D’abord en expliquant ce qu’il n’est pas. Ce n’est ni une crise d’opposition, ni un caprice, ni une comédie, ni une crise d’adolescence. Ce n’est pas non plus l’école buissonnière où l’enfant n’est pas angoissé, peut mentir sur ses activités et dont les parents ignorent l’absence. Le refus scolaire anxieux désigne une difficulté intense, liée à l’anxiété, qui empêche l’enfant d’aller à l’école. Ce n’est pas que l’enfant ne Veut pas, c’est qu’il ne Peut pas. Une seule lettre change et cela change tout.
On parle aussi de « phobie scolaire ». Quelle est la différence ?

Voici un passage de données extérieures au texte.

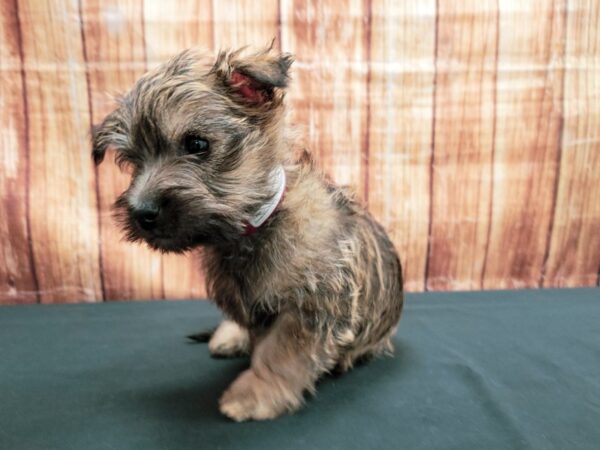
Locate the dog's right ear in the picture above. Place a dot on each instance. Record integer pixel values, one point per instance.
(255, 79)
(111, 132)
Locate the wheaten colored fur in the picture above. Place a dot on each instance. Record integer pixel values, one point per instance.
(317, 287)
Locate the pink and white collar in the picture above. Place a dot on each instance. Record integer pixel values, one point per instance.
(278, 182)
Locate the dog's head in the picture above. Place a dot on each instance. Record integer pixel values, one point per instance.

Le terme de phobie scolaire a été longtemps utilisé, mais il est aujourd’hui critiqué car il suggère une peur irrationnelle uniquement de l’école, du bâtiment ou de la salle de classe. Le concept de RSA est plus large. Il prend en compte la complexité psychologique et émotionnelle du problème. Les causes sont multiples : un harcèlement, une mauvaise note, une pression excessive, un trouble anxieux sous-jacent, un deuil, une maladie dans la famille, un divorce, un déménagement, un trouble du spectre autistique ou un TDAH (trouble de l’attention avec ou sans hyperactivité), mais aussi des troubles des apprentissages ou encore un haut potentiel qui s’ennuie à l’école.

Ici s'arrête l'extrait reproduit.